Un tableau de la vie
Hélène, songe, c’est un beau prénom. Quel visage, quelles courbes peuvent-il le porter ? Je prends mes crayons, mes pinceaux. Il doit être minuit. Mon regard se pose sur Marion. Elle écrase sa jeune poitrine sur le lit. J’ai besoin d’une toile. Une, qui ait une âme. Marion me laisserai-t-elle cette fois, terminer une œuvre ? M’offrirai-t-elle un instant de répit ?
Je retire de son dos, la blouse parfumée, de toutes mes toiles. Je réfléchis encore un instant, puis trace un premier trait. Un second. Marion se réveille, mais ne réagit pas. Elle est absente.
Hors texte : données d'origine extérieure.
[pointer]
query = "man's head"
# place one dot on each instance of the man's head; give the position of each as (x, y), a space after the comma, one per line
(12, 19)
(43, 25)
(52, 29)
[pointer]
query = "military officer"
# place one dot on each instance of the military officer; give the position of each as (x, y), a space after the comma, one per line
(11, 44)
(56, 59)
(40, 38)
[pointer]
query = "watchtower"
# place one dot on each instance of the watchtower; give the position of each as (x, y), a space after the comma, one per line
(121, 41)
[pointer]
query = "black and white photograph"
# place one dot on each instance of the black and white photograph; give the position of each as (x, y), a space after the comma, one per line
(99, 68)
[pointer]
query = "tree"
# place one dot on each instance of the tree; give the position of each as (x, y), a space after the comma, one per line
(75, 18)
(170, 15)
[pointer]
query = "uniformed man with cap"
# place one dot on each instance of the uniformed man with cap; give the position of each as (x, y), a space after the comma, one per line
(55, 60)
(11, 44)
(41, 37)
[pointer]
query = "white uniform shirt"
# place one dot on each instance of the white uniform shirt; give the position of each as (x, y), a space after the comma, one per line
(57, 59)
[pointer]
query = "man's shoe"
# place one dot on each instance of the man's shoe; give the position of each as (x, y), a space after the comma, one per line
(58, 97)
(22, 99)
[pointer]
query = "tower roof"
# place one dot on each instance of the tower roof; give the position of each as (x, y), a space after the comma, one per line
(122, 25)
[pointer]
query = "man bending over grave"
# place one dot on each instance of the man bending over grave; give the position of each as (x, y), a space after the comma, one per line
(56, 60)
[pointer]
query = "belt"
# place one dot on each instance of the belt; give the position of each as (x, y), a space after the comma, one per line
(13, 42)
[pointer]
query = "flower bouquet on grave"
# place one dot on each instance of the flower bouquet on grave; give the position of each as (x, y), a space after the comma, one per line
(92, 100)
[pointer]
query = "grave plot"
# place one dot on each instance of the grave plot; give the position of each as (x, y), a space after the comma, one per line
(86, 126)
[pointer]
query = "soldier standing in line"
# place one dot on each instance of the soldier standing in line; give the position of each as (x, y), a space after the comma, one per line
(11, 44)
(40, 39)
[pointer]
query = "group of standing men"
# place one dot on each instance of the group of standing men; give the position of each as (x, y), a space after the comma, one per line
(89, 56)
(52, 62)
Sait-elle, sans le voir, que je la trahis ? Que sur son âme, je trace les traits d’une autre ? Oui, sans aucun doute. Elle est blessée, jalouse. Mais elle s’y soumet. C’est elle qui m’aime.
Je laisse mon pinceau, ma main, mon cœur valser sur ce corps. Je n’y vois rien. Peu importe, je n’ai pas besoin de mon regard. Tout est en moi. Tout. Je peins, comme un automate animé, machinalement avec amour. Ce que je me suis longtemps interdit. Un silence. Celui de Lily.
A mesure que les courbes se dessinent, que les couleurs prennent vie, sur celles de Marion, je me souviens. Une vieille gare de province, presqu’abandonnée, un terminus venant de Saint Lazare. Tout autour, des champs, des meules aussi. Une brise légère, un air de rêverie. Plus loin un pré où poussaient des lys. Et puis une enfant, de dos, comme Marion. C’est un tableau de la vie, impressionniste. Mais au final, il n’y a pas une courbe, pas un visage. Je ne comprends pas. Quelque chose m’échappe, je regarde de plus près l’œuvre. C’est bien un silence. Il ment, sonne faux. Est-ce vraiment celui de Lily ? De qui d’autre sinon. Le mien, celui de Marion ? Je laisse tomber mes outils.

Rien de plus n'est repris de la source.